Today is the birthday of my youngest child, my second son. I feel like a slug waiting so late to post this, but school starting has been like, well…remember those game shows where they’d put someone in a booth, turn on the air, and the person would frantically grab for money? I’m grabbing; I’m just not sure there’s a payoff. But I digress.
Both of my sons arrived nine days after their due dates; my three girls were all early. Go figure.
Back to John:
Just when I’d reconciled myself to being pregnant forever, I felt twinges of contractions. I’m certain I willed myself into labor.
After calling a friend who was on standby to stay with the other four children, it was off to the hospital. Over an hour away off to the hospital.
Oh, I forgot the almost-birth of John. Two weeks before he was due, my labor started and the refrigerator died. I went to the hospital anyway. My doctor informed me that “the baby” was breech (this was 24 years ago, ascertaining the sex of the baby was out of the question unless the ultrasound indicated fancy parts). But…there was a new procedure: external cephalic version.

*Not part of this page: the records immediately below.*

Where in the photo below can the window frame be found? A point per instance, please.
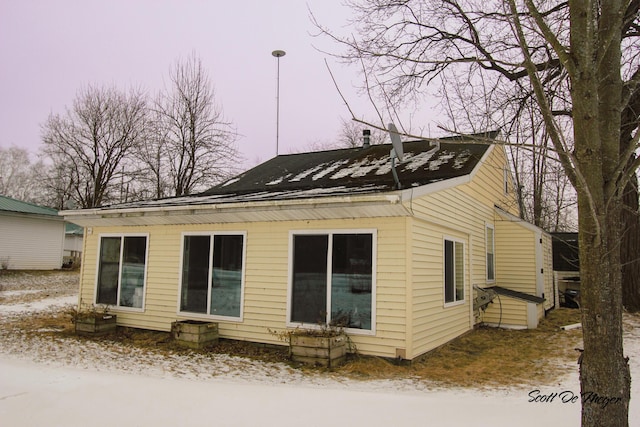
(455, 302)
(493, 251)
(208, 316)
(117, 306)
(330, 233)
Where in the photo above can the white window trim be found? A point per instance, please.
(486, 260)
(464, 270)
(330, 233)
(204, 316)
(117, 307)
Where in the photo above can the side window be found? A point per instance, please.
(453, 271)
(332, 279)
(121, 271)
(212, 274)
(490, 259)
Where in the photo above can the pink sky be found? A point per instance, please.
(49, 49)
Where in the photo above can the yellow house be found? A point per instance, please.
(330, 237)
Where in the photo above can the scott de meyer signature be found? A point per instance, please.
(568, 396)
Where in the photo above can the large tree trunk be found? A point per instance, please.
(604, 372)
(605, 380)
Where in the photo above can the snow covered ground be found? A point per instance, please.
(48, 381)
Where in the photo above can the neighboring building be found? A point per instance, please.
(72, 255)
(566, 268)
(325, 237)
(31, 236)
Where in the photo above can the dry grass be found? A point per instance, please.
(489, 357)
(485, 357)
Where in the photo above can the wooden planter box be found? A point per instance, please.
(96, 325)
(328, 351)
(195, 333)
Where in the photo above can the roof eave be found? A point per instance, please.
(358, 206)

Sure. Go ahead. Push on my abdomen until you rotate my child out of the breech position. I was in active labor, the exact right time to ask anything of a pregnant woman. So, after a shot to stop the contractions, the pushing began. Let’s just say I’m glad he wasn’t twins.
Push. Ultrasound check. Push. Ultrasound check. Push. Ultrasound check. . . and on and on and on. Finally, he’d done the somersault, and it was back to waiting for the labor to start again.
It didn’t. The only thing that got delivered that day was a new refrigerator. To my house.
So, over three weeks later, I find myself climbing down five flights of stairs in the hospital parking garage because I don’t want to be a “Woman gives birth to fifth child in elevator” headline in Houston’s paper the next day. It took me a few years to figure out I could’ve gotten dropped off at the front door of the hospital…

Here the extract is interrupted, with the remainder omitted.